IV. ATTORNEY FEES AND COSTS
Plaintiff next argues that the trial court erred in refusing to award it reasonable attorney fees and costs as required by the guaranties. We agree.
We review a trial court's decision to award or refuse to award attorney fees as provided by contract for an abuse of discretion. Mitchell v Dahlberg, 215 Mich App 718, 729; 547 NW2d 74 (1996). "Contracts of guaranty are to be construed like other contracts, and the intent of the parties, as collected from the whole instrument and the subject-matter to which it applies, is to govern." Comerica Bank v Cohen, 291 Mich App 40, 46; 805 NW2d 544 (2010) (citation and quotation marks omitted). Attorney fees may be recovered pursuant to a contractual clause. Fleet Business Credit, LLC v Krapohl Ford Lincoln Mercury Co, 274 Mich App 584, 589; 735 NW2d 644 (2007). The attorney fees must be reasonable, and the party seeking attorney fees under the contract must show the reasonableness of the attorney fees. Zeeland Farm Servs, 219 Mich App 584, 195-196; 555 NW2d 733 (1996).

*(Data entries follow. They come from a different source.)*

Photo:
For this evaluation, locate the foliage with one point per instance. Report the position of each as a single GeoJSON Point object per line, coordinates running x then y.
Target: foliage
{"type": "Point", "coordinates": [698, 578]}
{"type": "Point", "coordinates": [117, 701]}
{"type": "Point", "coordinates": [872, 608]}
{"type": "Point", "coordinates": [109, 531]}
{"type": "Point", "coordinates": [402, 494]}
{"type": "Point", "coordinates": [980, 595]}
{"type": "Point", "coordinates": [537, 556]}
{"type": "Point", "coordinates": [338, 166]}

The guaranty executed by the Longs on each master note clearly provides that "the undersigned . . . promises to pay . . . all expenses of collection, including attorney fees, whether of this guaranty or of the indebtedness hereby guaranteed." The attorney-fee provision does not limit plaintiff's recovery to occasions when plaintiff is the prevailing party. Rather, plaintiff is entitled to attorney fees and costs when they are incurred as "expenses of collection." Here, plaintiff incurred attorney fees and costs in these proceedings to collect upon the guaranties executed by the Longs. Thus, the Longs are obligated under the guaranties to pay plaintiff's attorney fees and costs.

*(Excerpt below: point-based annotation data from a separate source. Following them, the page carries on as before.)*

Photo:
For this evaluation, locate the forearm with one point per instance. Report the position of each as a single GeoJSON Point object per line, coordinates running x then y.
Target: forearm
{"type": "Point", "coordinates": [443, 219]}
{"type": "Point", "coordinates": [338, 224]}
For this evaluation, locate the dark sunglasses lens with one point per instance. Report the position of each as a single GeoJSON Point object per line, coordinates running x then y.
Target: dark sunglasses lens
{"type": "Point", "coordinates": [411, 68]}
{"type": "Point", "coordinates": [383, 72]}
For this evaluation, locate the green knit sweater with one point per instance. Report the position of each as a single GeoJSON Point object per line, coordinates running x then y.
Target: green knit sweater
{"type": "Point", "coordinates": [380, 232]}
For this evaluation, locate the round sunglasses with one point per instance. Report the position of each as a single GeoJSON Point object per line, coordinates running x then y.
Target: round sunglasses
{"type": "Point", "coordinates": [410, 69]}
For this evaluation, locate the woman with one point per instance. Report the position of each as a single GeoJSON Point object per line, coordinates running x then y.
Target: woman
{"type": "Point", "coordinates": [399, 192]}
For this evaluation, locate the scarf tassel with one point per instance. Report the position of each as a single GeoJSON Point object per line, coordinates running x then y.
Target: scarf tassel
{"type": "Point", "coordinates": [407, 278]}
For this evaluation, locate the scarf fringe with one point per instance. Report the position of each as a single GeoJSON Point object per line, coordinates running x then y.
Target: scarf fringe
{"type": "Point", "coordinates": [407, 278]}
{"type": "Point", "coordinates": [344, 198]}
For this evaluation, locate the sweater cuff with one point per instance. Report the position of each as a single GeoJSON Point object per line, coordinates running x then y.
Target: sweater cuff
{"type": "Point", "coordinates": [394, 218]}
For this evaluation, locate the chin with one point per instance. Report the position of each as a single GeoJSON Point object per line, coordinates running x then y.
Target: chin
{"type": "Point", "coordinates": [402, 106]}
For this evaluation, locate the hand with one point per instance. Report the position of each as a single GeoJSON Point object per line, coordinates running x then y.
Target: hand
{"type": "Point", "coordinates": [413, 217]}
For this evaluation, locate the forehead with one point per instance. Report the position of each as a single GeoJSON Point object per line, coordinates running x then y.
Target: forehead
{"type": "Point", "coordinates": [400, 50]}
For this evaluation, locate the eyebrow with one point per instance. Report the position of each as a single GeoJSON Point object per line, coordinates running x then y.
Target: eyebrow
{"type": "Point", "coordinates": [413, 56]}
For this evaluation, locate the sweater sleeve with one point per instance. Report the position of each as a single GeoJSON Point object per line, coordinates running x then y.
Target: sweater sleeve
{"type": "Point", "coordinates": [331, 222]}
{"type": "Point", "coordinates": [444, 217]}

V. CASE EVALUATION SANCTIONS
Finally, plaintiff argues that the trial court erred in awarding the Longs $7,888 in case evaluation sanctions for attorney fees incurred after the remand. However, we lack jurisdiction to consider this issue because plaintiff did not file a claim of appeal from the trial court's order imposing case evaluation sanctions. See McIntosh v McIntosh, 282 Mich App 471, 484; 768 NW2d 325 (2009).
VI. CONCLUSION
To summarize, the trial court properly reopened proofs to determine the extent of the Longs' damages, which included damages for failure to comply with Article 9 with respect to the accounts receivable. With respect to plaintiff's failure to obtain buyback agreements, we reverse the trial court's finding that this breach caused the Longs $842,795.12 in damages, and we remand with instructions to reduce this amount to $71,805. With respect to plaintiff's failure to comply with Article 9, we affirm the trial court's decision to reduce the Longs' liability under the guaranties, but we reverse the specific amount by which the Longs' liability was reduced. Specifically, we reverse the trial court's finding that the accounts receivable were valued at $669,715 and the employee loans were valued at $8,843. We also reverse the trial court's decision to not award plaintiff reasonable attorney fees and costs as required by the guaranties.
We remand for further proceedings to determine the value of the accounts receivable, the employee loans, and plaintiff's reasonable attorney fees and costs. We do not conclude that the accounts receivable should be valued at $270,615.92 and the employee loans should be valued at $0. On remand, the parties may set forth specific evidence to establish the values of the accounts receivable and the employee loans.
Affirmed in part, reversed in part, and remanded for further proceedings. We do not retain jurisdiction.